Click to view the sample file

Need to Extract Invoice ID, Issue Date, Subject, Amount Due from the whole PDF file.

Script i have used so far:

import PyPDF2
import re
pdfFileObj = open('test.pdf','rb') 
pdfReader = PyPDF2.PdfFileReader(pdfFileObj)
pageObj = pdfReader.getPage(0)         
text = str(pageObj.extractText())

quotes = re.findall(r'"[^"]*"',text)
print(quotes)

Are you trying to capture the values of Invoice ID, Issue Date, Subject, Amount Due or jus these text — Seyi Daniel, Oct 04 '20 at 15:52
@SeyiDaniel - Yes, Exactly i am trying to extract the values for these sections from the whole pdf . — Manz, Oct 05 '20 at 06:56

D-E-N · Accepted Answer · 2020-10-05T19:36:20.663

You have a very nice pdf document, because your pdf has form fields, so you can use them directly to read the data:

import PyPDF2


pdfFileObj = open('test.pdf', 'rb')
pdfReader = PyPDF2.PdfFileReader(pdfFileObj)

fields = pdfReader.getFormTextFields()

print(fields["Invoice ID"])
print(fields["Issue Date"])
print(fields["Subject"])
print(fields["Amount Due"])

EDIT: I combined your requested data (from here: How to extract only specific text from PDF file using python) in a little script with 3 opportunities of parsing the pdf (for your 3 pdfs).
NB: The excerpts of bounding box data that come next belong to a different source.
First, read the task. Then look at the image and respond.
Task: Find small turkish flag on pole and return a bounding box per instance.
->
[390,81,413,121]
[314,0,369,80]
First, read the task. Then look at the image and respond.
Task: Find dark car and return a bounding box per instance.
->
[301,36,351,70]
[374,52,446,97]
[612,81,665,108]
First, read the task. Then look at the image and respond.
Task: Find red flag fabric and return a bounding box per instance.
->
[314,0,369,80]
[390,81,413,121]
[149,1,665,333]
The problem is your pdfs have a lot of differences and the packages have some advantages on different pdfs, so i think you have to combine this stuff. The thing is, that you try all functions, till it gets a result. I hope this is an good start for you. You may have to change the regexes, if you have more different pdfs and may you have to store all regex (per field) in an array and use them on the different functions so you have 3 functions for parsing and 4 lists of regexes to use in 2 of the functions.

import PyPDF2
import re
import os

from io import StringIO

from pdfminer.converter import TextConverter
from pdfminer.layout import LAParams
from pdfminer.pdfdocument import PDFDocument
from pdfminer.pdfinterp import PDFResourceManager, PDFPageInterpreter
from pdfminer.pdfpage import PDFPage
from pdfminer.pdfparser import PDFParser


def parse_pdf_by_regex_2(filename: str) -> dict:
    output_string = StringIO()
    with open(filename, 'rb') as in_file:
        parser = PDFParser(in_file)
        doc = PDFDocument(parser)
        rsrcmgr = PDFResourceManager()
        device = TextConverter(rsrcmgr, output_string, laparams=LAParams())
        interpreter = PDFPageInterpreter(rsrcmgr, device)
        for page in PDFPage.create_pages(doc):
            interpreter.process_page(page)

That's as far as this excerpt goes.